It is important to remember that the United States Supreme Court has never officially sanctioned a military-commission conviction obtained against a War on Terra prisoner. The original, BushCo-style military commissions were rejected as unconstitutional by the high court in 2006, in Hamdan v. Rumsfeld. George II and a compliant Congress then contrived the Military Commissions Act of 2006. Yet no completed prosecution under that act has received the high court’s blessing, nor has any completed prosecution under the new! improved! tribunals crafted by the Obama administration and Congress in the summer and fall of 2009. Neither has the Supreme Court had the occasion to pass judgement on any War on Terra criminal conviction in which evidence was admitted against a defendant that had been obtained via torture or other abuse.

Khadr, once in the War on Terra gulag, was denied surgery to save his eyesight.
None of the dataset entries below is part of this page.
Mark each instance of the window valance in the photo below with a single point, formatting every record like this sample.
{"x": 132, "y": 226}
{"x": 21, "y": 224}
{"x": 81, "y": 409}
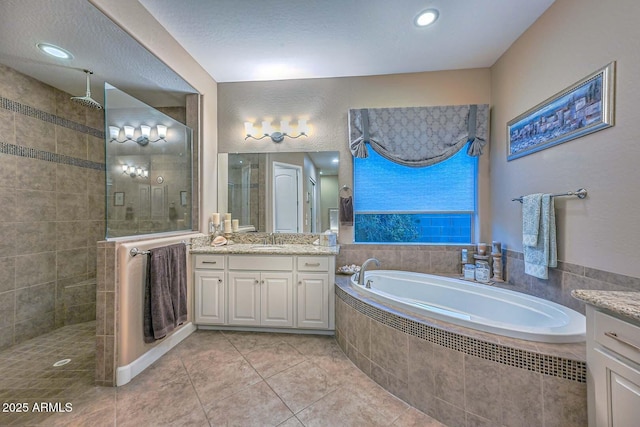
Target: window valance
{"x": 419, "y": 136}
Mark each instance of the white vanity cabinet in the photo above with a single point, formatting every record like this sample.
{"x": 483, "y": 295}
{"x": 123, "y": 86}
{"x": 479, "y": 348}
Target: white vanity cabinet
{"x": 312, "y": 302}
{"x": 261, "y": 290}
{"x": 210, "y": 289}
{"x": 613, "y": 362}
{"x": 265, "y": 291}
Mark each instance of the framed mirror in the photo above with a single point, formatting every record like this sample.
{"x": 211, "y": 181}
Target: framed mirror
{"x": 279, "y": 192}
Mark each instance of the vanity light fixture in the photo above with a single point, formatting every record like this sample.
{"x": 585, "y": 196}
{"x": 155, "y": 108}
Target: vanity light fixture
{"x": 426, "y": 17}
{"x": 135, "y": 171}
{"x": 143, "y": 139}
{"x": 276, "y": 135}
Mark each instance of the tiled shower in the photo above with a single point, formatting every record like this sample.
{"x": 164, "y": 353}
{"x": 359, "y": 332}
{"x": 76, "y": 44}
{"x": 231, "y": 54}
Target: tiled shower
{"x": 51, "y": 207}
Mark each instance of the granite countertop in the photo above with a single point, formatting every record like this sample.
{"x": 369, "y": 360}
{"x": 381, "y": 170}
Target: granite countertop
{"x": 624, "y": 303}
{"x": 286, "y": 249}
He was then denied even sunglasses, on “state security” grounds. He was refused pain medication for his wounds. He had his hands tied above a door frame for hours, was doused with cold water, had a bag placed over his head, was threatened with military dogs, was farted upon, forced to carry 5-gallon pails of water (thereby to aggravate his shoulder wound), forced to urinate on himself. He was deprived of sleep, was spat upon, kicked and assaulted, had his hair torn out in clumps, and was threatened with rape. Somewhere along this line, he “confessed.”

During Khadr’s preliminary examination, under the new, revamped Obama administration military-commission system, it was decided that all of Khadr’s various “confessions” could be admitted into evidence. It was additionally apparent that the military prosecutors were still experiencing great difficulty in comporting with the basic rules of discovery; they were repeatedly ordered to turn over to Khadr’s defense team material they had already—sometimes several times—been ordered to produce.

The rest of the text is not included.